In the world of evolutionary change i.e.in short run organizations must constantly increase
the fit or alignment of strategy, structure, and culture. But for sustained success. In the long-
run, they are required to destroy the very alignment of strategy, structure, and culture that
has made their organizations successful In order to reconstruct a new organization better
suited for the next wave of competition or technology.
Ambidextrous organizations are those organisations which have the ability to
simultaneously pursue both incremental(Evolutionary Change) and
discontinuous(Revolutionary Change) innovation and change results from hosting multiple
contradictory structures, processes, and cultures within the same firm.
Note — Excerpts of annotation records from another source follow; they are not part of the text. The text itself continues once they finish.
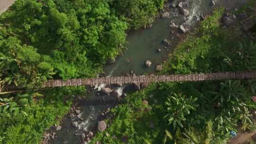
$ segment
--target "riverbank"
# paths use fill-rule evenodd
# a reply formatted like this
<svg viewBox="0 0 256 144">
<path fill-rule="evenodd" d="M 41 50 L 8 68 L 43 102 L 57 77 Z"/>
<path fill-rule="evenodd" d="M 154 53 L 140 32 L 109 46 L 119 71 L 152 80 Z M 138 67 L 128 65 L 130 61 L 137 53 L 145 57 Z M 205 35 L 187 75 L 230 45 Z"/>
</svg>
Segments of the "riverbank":
<svg viewBox="0 0 256 144">
<path fill-rule="evenodd" d="M 256 45 L 252 42 L 255 23 L 249 22 L 255 21 L 251 10 L 245 10 L 246 14 L 241 9 L 238 9 L 239 13 L 236 9 L 232 13 L 216 11 L 179 44 L 161 73 L 255 70 L 256 63 L 250 58 L 256 56 Z M 225 144 L 230 131 L 255 128 L 251 110 L 256 105 L 250 101 L 255 92 L 248 89 L 254 82 L 152 84 L 144 90 L 129 94 L 111 109 L 114 118 L 106 120 L 110 127 L 96 134 L 91 143 L 184 144 L 207 138 L 212 144 Z M 181 131 L 189 136 L 183 137 Z"/>
<path fill-rule="evenodd" d="M 8 90 L 8 83 L 27 90 L 0 99 L 0 144 L 39 144 L 46 129 L 60 126 L 74 96 L 86 89 L 36 92 L 42 82 L 97 77 L 123 48 L 128 27 L 144 26 L 163 2 L 126 1 L 17 0 L 0 16 L 0 90 Z M 125 13 L 126 6 L 135 12 Z"/>
<path fill-rule="evenodd" d="M 208 3 L 207 2 L 206 2 L 206 3 L 207 5 L 207 6 L 209 6 L 210 4 L 210 3 Z M 216 6 L 217 7 L 217 6 Z M 192 10 L 191 10 L 191 10 L 192 11 Z M 177 14 L 179 14 L 179 11 L 178 11 Z M 199 17 L 198 17 L 199 18 Z M 205 18 L 206 17 L 204 16 L 204 17 Z M 168 21 L 168 22 L 166 23 L 166 24 L 165 25 L 166 26 L 165 27 L 168 27 L 168 26 L 170 24 L 170 22 L 169 21 L 170 21 L 170 20 L 168 20 L 168 19 L 165 19 L 167 20 L 167 21 Z M 153 24 L 153 27 L 152 28 L 154 28 L 154 26 L 155 26 L 155 25 Z M 175 29 L 175 31 L 178 31 L 179 29 L 178 28 L 177 28 L 177 27 L 173 27 L 172 28 L 173 28 L 173 29 Z M 148 30 L 151 30 L 151 29 Z M 168 29 L 168 31 L 167 32 L 167 33 L 169 33 L 169 30 L 170 30 Z M 175 34 L 174 33 L 173 34 L 175 34 L 176 33 L 175 33 Z M 179 34 L 179 33 L 178 33 L 178 34 Z M 149 35 L 149 36 L 150 36 L 150 35 Z M 152 36 L 152 35 L 151 35 L 151 36 Z M 173 39 L 172 40 L 174 41 L 174 40 L 173 40 Z M 158 42 L 157 43 L 162 43 L 162 39 L 159 39 L 159 40 L 158 40 Z M 172 43 L 172 44 L 173 44 L 173 43 Z M 159 44 L 158 44 L 158 45 L 159 45 Z M 150 47 L 150 48 L 153 48 L 153 49 L 154 49 L 154 46 L 153 46 L 152 47 Z M 157 53 L 156 53 L 155 50 L 152 50 L 152 52 L 153 53 L 156 53 L 157 54 L 157 54 Z M 163 51 L 163 53 L 165 53 L 165 51 L 164 51 L 164 52 Z M 138 54 L 139 54 L 139 53 L 138 53 Z M 118 61 L 117 61 L 116 63 L 118 63 Z M 142 61 L 141 64 L 139 64 L 140 65 L 139 67 L 141 66 L 141 65 L 145 65 L 145 63 L 144 63 L 144 61 Z M 127 65 L 126 64 L 125 64 L 125 65 Z M 121 64 L 120 65 L 124 65 L 124 64 Z M 153 68 L 153 69 L 155 69 L 155 68 L 154 67 L 154 66 L 152 66 L 151 68 Z M 117 71 L 117 70 L 118 70 L 119 71 Z M 116 70 L 116 71 L 117 72 L 119 72 L 119 73 L 121 73 L 122 72 L 121 71 L 119 71 L 119 69 L 118 68 L 117 70 Z M 132 72 L 133 73 L 131 73 L 130 72 L 130 71 L 131 71 L 131 70 L 128 70 L 128 71 L 127 71 L 127 72 L 127 72 L 129 73 L 128 74 L 135 74 L 135 73 L 136 73 L 135 74 L 136 74 L 137 73 L 136 72 Z M 114 74 L 115 75 L 116 74 Z M 96 97 L 97 97 L 97 96 L 96 96 Z M 101 97 L 100 96 L 98 97 L 98 98 L 100 98 L 100 97 Z M 97 106 L 96 107 L 98 107 L 98 105 L 97 105 Z M 82 110 L 82 111 L 85 111 L 86 113 L 87 113 L 87 110 L 86 110 L 87 109 L 86 106 L 84 106 L 84 108 L 85 108 L 84 109 L 84 109 Z M 101 113 L 101 112 L 99 112 L 99 113 Z M 91 114 L 89 113 L 88 115 L 90 115 Z M 100 120 L 101 120 L 102 119 L 101 119 Z M 65 123 L 64 125 L 67 125 L 67 126 L 70 126 L 72 122 L 70 122 L 70 121 L 67 121 L 68 122 L 67 123 Z M 86 121 L 86 119 L 85 119 L 85 121 Z M 97 121 L 96 121 L 96 122 L 97 122 Z M 82 123 L 84 124 L 85 126 L 87 126 L 87 125 L 88 125 L 87 122 L 86 122 L 86 123 L 82 122 Z M 97 124 L 95 124 L 95 125 L 94 126 L 97 126 Z M 62 131 L 62 132 L 56 132 L 56 133 L 57 134 L 57 135 L 64 135 L 65 136 L 63 137 L 62 138 L 57 137 L 57 139 L 55 139 L 54 141 L 53 141 L 52 143 L 53 143 L 54 144 L 59 144 L 60 143 L 62 143 L 61 142 L 62 142 L 62 143 L 64 142 L 66 142 L 66 143 L 68 143 L 68 142 L 70 142 L 70 141 L 72 141 L 73 142 L 74 142 L 75 141 L 76 141 L 76 141 L 79 141 L 79 140 L 81 139 L 80 137 L 82 137 L 82 135 L 84 135 L 84 136 L 82 136 L 82 137 L 83 137 L 83 139 L 85 141 L 85 142 L 84 142 L 84 143 L 86 143 L 87 141 L 90 142 L 91 141 L 91 136 L 89 136 L 89 133 L 90 132 L 90 130 L 88 130 L 88 129 L 87 128 L 87 127 L 85 127 L 85 130 L 84 131 L 84 135 L 81 135 L 81 136 L 76 136 L 76 137 L 75 137 L 75 136 L 73 136 L 74 134 L 76 132 L 75 130 L 72 131 L 73 133 L 71 132 L 71 131 L 69 131 L 69 132 L 65 132 L 65 131 L 67 131 L 67 129 L 64 129 L 63 131 Z M 93 129 L 94 130 L 91 130 L 92 131 L 91 132 L 92 132 L 92 133 L 93 134 L 93 135 L 94 135 L 95 132 L 97 130 L 97 129 L 98 129 L 97 127 L 96 126 L 95 126 L 95 127 L 94 127 L 94 128 Z M 79 130 L 79 131 L 80 131 L 80 130 L 81 129 Z M 75 138 L 76 138 L 76 139 L 75 140 Z M 82 142 L 81 140 L 80 141 L 80 142 Z M 78 142 L 77 143 L 78 143 Z"/>
</svg>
Ex of such firms
Hewlett-Packard, Johnson & Johnson, and ABB(Asea Brown Boveri).

How to develop Ambidexterity in Organization?

Three Ways mentioned in Article on the basis of study on above three ambidextrous
organizations

1. By Tweaking Organizational Architecture


I. Avoid large centralized organizations and keep units small and autonomous so that
employees feel a sense of ownership and are responsible for their own results and
thus create a culture of autonomy and risk taking
II. Do not do that on expense of firm size or speed in execution. Retain the benefits of
size, especially in marketing and manufacturing.
III. Limit the role of headquarters to facilitate operations and make the units go faster
and become better.
IV. Redesign Reward systems to be appropriate to the nature of the business unit and to
be able to encourage results and risk taking by managers
2. By Allowing multiple cultures to flourish
I. Place reliance on strong social controls and not on formal structures
II. Org Culture is to be simultaneously tight and loose.
III. Org culture is to be tight in the respect that it is broadly shared amongst all units
and emphasizes norms critical for innovation such as openness, autonomy,
initiative, and risk taking.
IV. Org Culture is to be loose in the manner in which the common values are
expressed varies according to the type of innovation required. Ex Allow openness
and consensus while developing new technologies but when implementation is
critical, do not bother about openness and consensus.
V. Have common standards but unique personalities. .
3. By Hiring/Developing Ambidextrous Managers
I. Allow Managing units to pursue widely different strategies and that have varied
structures and cultures
II. Allow lower level managers to come up with solutions and encouraging reasonable
failures.
III. Let the senior team continually reinforces the core values of autonomy, teamwork,
initiative, accountability, and innovation and ensure that the organization avoids
becoming arrogant and remains willing to learn from its competitors.
IV. Use variation through strong efforts to decentralize, to eliminate bureaucracy, to
encourage individual autonomy and accountability, and to experiment and take risks.